もっとも、こうした「スターの死」にショックを受けるのは、クラシックやジャズといった他ジャンルの音楽ファンにも起こり得ること。何もロックやポップミュージックといった大衆音楽に限ったことではないです。


ただ、他ジャンルの音楽とロック/ポップミュージックとが決定的に違う点。
それは、ファン層の「若さ」です。


ファンが若ければ若い程、一人のアーティストから受ける影響力は大きくなります。
しかも、そうした若い音楽ファンたちは、ヘッドフォンや部屋のスピーカーを通じて、毎日その人の声や音楽とそれこそ「肌身離さず」という感じの一体感を保ち、結果的に自分と、そのアーティストの間とに濃厚で密接な関係を築き上げます。
そして、そうした関係を実生活の人間関係並み、いや、ひょっとしたらそれ以上に重要であるかのように「錯覚」したがります。

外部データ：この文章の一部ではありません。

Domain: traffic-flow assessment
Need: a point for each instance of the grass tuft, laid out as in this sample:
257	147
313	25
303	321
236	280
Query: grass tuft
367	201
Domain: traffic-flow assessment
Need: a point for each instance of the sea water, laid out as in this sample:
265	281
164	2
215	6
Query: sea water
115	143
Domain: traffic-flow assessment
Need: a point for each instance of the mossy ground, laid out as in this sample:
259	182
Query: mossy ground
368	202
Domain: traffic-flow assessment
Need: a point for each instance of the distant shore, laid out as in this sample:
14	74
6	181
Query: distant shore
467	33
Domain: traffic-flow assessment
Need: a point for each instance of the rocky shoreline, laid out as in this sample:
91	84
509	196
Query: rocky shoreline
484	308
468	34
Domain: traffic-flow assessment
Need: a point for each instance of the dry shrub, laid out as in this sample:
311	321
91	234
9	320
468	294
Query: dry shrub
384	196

親や同級生にも言えない悩みを、大好きなアーティストが歌詞の中で代弁してくれた。
激しいギターやドラム&ベースの音に身を委ねることで、やり場の無い怒りや絶望感が少しは解消されて、反社会的な行動に出ずに済んだ...。
心理療法やカウンセリングを受けたことが無い子でも、音楽には相当癒されているはず。
ロック/ポップミュージックが好きな人なら、そうした癒やし、誰でも一度は体験していることでしょう。
そうやって、われわれは1980年代と共に十代を過ごし、大人になりました。



ロックやポップミュージックといった大衆向け音楽を愛するわれわれにとって、憧れのアーティストは単なる「演奏者」という存在を超えた「メンター(mentor)」であり、「ヒーロー/ヒロイン」であり、年の離れた「親友 (best friend forever)」でもある存在。
特に、周囲の人間関係に馴染めず、一人思い悩むことの多い内向型人間にとってはその傾向がより顕著に現れます。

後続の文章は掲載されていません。